这里我是用的是maven构建项目,在pom文件中添加Flink的依赖以及其他的依赖
<properties>
<flink.version>1.12.0</flink.version>
<java.version>1.8</java.version>
<scala.binary.version>2.11</scala.binary.version>
<slf4j.version>1.7.30</slf4j.version>
</properties>
<dependencies>
<dependency>
<groupId>org.apache.flink</groupId>
<artifactId>flink-java</artifactId>
<version>${
flink.version}</version>
</dependency>
<dependency>
<groupId>org.apache.flink</groupId>
<artifactId>flink-streaming-java_${
scala.binary.version}</artifactId>
<version>${
flink.version}</version>
</dependency>
<dependency>
<groupId>org.apache.flink</groupId>
<artifactId>flink-clients_${
scala.binary.version}</artifactId>
<version>${
flink.version}</version>
</dependency>
<dependency>
<groupId>org.apache.flink</groupId>
<artifactId>flink-runtime-web_${
scala.binary.version}</artifactId>
<version>${
flink.version}</version>
</dependency>
<dependency>
<groupId>org.slf4j</groupId>
<artifactId>slf4j-api</artifactId>
<version>${
slf4j.version}</version>
</dependency>
<dependency>
<groupId>org.slf4j</groupId>
<artifactId>slf4j-log4j12</artifactId>
<version>${
slf4j.version}</version>
</dependency>
<dependency>
<groupId>org.apache.logging.log4j</groupId>
<artifactId>log4j-to-slf4j</artifactId>
<version>2.14.0</version>
</dependency>
</dependencies>
<build>
<plugins>
<plugin>
<groupId>org.apache.maven.plugins</groupId>
<artifactId>maven-assembly-plugin</artifactId>
<version>3.3.0</version>
<configuration>
<descriptorRefs>
<descriptorRef>jar-with-dependencies</descriptorRef>
</descriptorRefs>
</configuration>
<executions>
<execution>
<id>make-assembly</id>
<phase>package</phase>
<goals>
<goal>single</goal>
</goals>
</execution>
</executions>
</plugin>
</plugins>
</build>
这里我使用的是版本是1.12,语言采用的是1.8 Java,也引入了Scala,是因为Flink底层的通信采用的Akka,需要用到Scala,也引入了日志的包,方便排查问题。

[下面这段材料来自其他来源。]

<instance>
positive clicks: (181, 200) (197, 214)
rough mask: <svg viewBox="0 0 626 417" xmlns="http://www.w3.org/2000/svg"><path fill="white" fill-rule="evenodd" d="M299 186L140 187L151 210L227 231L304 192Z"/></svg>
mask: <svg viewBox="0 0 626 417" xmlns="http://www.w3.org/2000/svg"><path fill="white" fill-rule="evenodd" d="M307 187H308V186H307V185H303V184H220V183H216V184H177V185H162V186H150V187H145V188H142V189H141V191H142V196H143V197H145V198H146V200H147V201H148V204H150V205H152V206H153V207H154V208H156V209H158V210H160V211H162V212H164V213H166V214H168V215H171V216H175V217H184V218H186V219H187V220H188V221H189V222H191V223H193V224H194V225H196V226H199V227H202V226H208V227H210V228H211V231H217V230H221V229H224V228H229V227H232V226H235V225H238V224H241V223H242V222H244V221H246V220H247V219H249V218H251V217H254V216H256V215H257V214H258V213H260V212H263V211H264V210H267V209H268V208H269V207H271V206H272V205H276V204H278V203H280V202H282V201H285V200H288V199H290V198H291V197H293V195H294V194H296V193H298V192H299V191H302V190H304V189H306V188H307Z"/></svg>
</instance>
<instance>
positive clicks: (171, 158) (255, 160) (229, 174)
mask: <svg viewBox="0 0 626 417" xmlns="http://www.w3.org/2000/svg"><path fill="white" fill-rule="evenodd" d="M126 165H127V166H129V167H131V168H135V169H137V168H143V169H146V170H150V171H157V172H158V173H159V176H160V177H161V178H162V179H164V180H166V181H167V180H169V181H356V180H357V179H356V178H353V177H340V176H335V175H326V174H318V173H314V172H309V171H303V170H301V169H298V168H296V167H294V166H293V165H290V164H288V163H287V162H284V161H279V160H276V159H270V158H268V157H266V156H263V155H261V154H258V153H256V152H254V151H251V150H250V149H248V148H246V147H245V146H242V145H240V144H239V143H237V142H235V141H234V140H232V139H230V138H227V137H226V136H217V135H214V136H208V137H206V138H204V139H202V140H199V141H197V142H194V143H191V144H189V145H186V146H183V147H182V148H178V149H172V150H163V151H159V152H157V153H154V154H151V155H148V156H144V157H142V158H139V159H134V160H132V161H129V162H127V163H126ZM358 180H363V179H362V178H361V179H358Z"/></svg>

在resources下面创建log4j.propertieswen文件,将日志的配置写在文件里面
log4j.rootLogger=error, stdout
log4j.appender.stdout=org.apache.log4j.ConsoleAppender
log4j.appender.stdout.layout=org.apache.log4j.PatternLayout
log4j.appender.stdout.layout.ConversionPattern=%-4r [%t] %-5p %c %x - %m%n
然后在某一个文件下新建一个文件,以空格的方式,输入几个单词,等会要用
然后创建对应的类,这里先用Flink的批处理来计算WordCount,具体的操作步骤如下:
具体的代码如下:
package com.bigdata_world;
import org.apache.flink.api.common.functions.FlatMapFunction;
import org.apache.flink.api.common.functions.MapFunction;
import org.apache.flink.api.java.ExecutionEnvironment;
import org.apache.flink.api.java.operators.*;
import org.apache.flink.api.java.tuple.Tuple2;
import org.apache.flink.util.Collector;
/**
* @version 1.0
* @description:
* @author: bigdata_world
* @create: 2021-08-15 14:21
* @since JDK 1.8
**/
public class Flink01_WordCount_Batch {
public static void main(String[] args) throws Exception {
//使用Flink批处理来进行WordCount
//1、获取执行环境
ExecutionEnvironment env = ExecutionEnvironment.getExecutionEnvironment();
//2、读取文本数据
DataSource<String> source = env.readTextFile("input/input.txt");
//3、压平
FlatMapOperator<String, String> wordDS = source.flatMap(new SourceFlatMap());
//4、将单词转换成元组
MapOperator<String, Tuple2<String, Integer>> mapDS = wordDS.map(new MapFunction<String, Tuple2<String, Integer>>() {
@Override
public Tuple2<String, Integer> map(String value) throws Exception {
return new Tuple2<>(value, 1);
}
});
//5、分组,然后按照key进行分组,因为输入的是一个元组,所以按照第一位进行分组,这里传入0
UnsortedGrouping<Tuple2<String, Integer>> groupByDS = mapDS.groupBy(0);
//6、聚合,这里按照元组中的第二位进行聚合计算
AggregateOperator<Tuple2<String, Integer>> sum = groupByDS.sum(1);
//7、打印输出
sum.print();
}
/**
* @param Type of the input elements.
* @param Type of the returned elements.
*
* FlatMapFunction是一个接口,源码里面有两个范型
* 表示的是输入元素的类型
* 表示输出元素的类型
* 这里我都是String类型
**/
public static class SourceFlatMap implements FlatMapFunction<String, String> {
@Override
public void flatMap(String value, Collector<String> out) throws Exception {
//1、输入的是一行一行的数据,需要按照空格切割
String[] words = value.split(" ");
//2、遍历,通过out写出一个一个的单词
for (String word : words) {
out.collect(word);
}
}
}
}
控制台输出的结果如下:
(hive,1)
(flink,1)
(hello,2)
(slot,1)
(spark,1)
下面再进行流处理的WordCount,流处理又分为有界流和无界流,我们先写有界流的。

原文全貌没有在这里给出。